NIH Human Microbiome Project 2


Following a July 2010 16S data freeze, data was downloaded from NCBI SRA projects SRP002395: Human Microbiome Project 16S rRNA Clinical Production Phase I, and SRP002012: Human Microbiome Project 454 Clinical Production Pilot. This dataset corresponds to over 5,700 samples and over 10,000 sequence preps. 16S variable region 3-5 (V35) was sequenced for the entire set of samples, and variable regions 1-3 (V13) and 6-9 (V69) for a subset of samples.

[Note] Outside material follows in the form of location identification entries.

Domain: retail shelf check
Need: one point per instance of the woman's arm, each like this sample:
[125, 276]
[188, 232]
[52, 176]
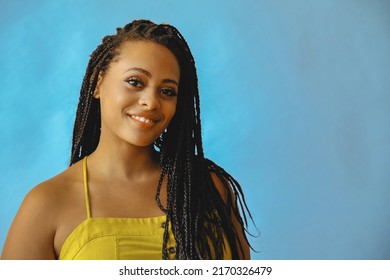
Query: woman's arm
[241, 238]
[32, 232]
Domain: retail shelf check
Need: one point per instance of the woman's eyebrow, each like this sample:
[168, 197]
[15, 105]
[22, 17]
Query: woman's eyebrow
[139, 70]
[147, 73]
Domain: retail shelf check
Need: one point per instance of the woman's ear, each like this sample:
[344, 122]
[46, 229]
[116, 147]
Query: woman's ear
[96, 93]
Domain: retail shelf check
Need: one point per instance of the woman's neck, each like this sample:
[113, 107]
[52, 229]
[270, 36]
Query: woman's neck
[123, 160]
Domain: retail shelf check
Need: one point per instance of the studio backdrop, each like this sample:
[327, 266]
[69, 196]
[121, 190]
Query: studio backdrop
[295, 104]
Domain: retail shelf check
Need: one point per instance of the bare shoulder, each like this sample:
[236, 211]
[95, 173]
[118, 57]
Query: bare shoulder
[32, 232]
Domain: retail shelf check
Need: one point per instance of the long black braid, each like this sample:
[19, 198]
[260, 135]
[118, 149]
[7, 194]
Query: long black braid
[199, 217]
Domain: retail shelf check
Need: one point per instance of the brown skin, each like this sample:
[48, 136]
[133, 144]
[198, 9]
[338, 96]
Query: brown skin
[123, 171]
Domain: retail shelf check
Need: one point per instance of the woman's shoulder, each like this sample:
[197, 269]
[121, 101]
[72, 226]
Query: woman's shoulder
[35, 226]
[54, 192]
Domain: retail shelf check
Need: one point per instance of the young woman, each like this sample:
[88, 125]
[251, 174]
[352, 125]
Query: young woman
[138, 185]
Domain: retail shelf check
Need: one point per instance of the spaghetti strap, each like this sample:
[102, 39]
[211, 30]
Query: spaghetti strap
[88, 205]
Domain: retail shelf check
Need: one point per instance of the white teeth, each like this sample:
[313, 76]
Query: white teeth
[142, 119]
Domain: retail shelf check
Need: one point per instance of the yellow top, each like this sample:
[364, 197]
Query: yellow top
[116, 238]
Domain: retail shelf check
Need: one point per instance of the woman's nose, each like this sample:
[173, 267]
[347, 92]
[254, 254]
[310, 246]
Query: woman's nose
[149, 99]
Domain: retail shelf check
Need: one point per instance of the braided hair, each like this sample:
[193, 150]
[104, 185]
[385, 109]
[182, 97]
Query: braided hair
[199, 217]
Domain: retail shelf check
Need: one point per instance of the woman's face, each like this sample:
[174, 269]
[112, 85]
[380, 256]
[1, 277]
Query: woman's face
[138, 93]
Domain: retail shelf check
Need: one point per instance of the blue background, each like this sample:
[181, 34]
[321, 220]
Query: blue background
[294, 97]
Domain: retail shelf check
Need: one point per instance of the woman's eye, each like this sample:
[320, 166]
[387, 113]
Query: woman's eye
[134, 82]
[168, 92]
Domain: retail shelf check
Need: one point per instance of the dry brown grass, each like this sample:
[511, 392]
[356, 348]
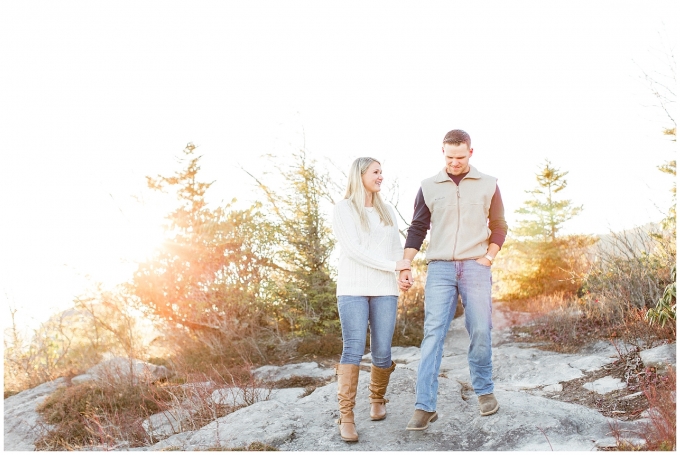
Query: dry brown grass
[108, 414]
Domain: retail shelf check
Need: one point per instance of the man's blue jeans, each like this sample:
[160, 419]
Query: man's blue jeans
[356, 313]
[445, 280]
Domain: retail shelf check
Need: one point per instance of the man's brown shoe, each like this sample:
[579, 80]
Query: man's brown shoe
[487, 404]
[421, 420]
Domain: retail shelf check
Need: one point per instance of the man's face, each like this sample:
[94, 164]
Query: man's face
[457, 158]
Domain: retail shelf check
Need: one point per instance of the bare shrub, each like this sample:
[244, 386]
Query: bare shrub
[630, 272]
[660, 391]
[109, 413]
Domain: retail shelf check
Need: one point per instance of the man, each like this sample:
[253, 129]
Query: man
[465, 210]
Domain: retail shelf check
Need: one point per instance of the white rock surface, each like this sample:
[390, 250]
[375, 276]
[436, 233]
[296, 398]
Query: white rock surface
[23, 425]
[659, 357]
[525, 421]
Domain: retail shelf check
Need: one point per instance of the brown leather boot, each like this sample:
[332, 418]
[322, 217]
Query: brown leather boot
[380, 377]
[348, 380]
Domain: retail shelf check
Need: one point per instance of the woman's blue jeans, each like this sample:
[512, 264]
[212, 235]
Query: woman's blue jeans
[445, 280]
[356, 314]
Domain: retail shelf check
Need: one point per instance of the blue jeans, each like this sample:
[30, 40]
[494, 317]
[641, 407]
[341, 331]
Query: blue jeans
[356, 313]
[445, 280]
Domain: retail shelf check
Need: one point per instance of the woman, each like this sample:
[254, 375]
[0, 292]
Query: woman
[371, 251]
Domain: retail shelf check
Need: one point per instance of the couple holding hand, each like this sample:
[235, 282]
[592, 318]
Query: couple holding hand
[464, 210]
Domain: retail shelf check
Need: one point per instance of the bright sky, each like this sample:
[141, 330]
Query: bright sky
[96, 95]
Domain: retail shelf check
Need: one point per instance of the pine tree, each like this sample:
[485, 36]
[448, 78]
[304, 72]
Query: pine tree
[536, 259]
[545, 214]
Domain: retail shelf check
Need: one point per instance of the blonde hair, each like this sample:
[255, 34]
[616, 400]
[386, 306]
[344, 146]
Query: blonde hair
[356, 193]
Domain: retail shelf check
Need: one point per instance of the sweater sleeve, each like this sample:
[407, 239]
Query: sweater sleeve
[345, 230]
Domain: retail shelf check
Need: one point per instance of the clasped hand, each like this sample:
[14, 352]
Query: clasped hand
[405, 280]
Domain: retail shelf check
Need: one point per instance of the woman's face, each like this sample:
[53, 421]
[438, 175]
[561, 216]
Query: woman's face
[372, 178]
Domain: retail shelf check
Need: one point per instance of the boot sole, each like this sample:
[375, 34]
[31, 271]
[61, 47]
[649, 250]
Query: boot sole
[349, 440]
[488, 413]
[427, 424]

A 16S data processing pipeline was implemented using the mothur software package, using both a high and low stringency approach. The high stringency approach provides an output with more aggressive sequence error reduction tailored towards Operational Taxonomic Unit (OTU) construction, while the low stringency approach favors longer read lengths tailored towards taxonomic classification. The mothur output from both high and low stringency approaches is available here, for all three 16S variable regions analyzed. Descriptions of the file types can be found in the file format readme available for each of the two approaches. We also provide the reference alignments and training sets required to replicate these processes. See the mothur SOP below and Schloss, Gevers and Westcott (2011) for more information.

If you're interested in joint analysis of 16S and shotgun metagenomic datasets from the HMP, pairing up data from the same microbiome samples can initially seem tricky. The HMP Sample Flow Schematic indicates how these sample IDs are related experimentally, and provides tables joining 16S dataset "SN" and "PSN" identifiers with metagenomic dataset "SRS" identifiers.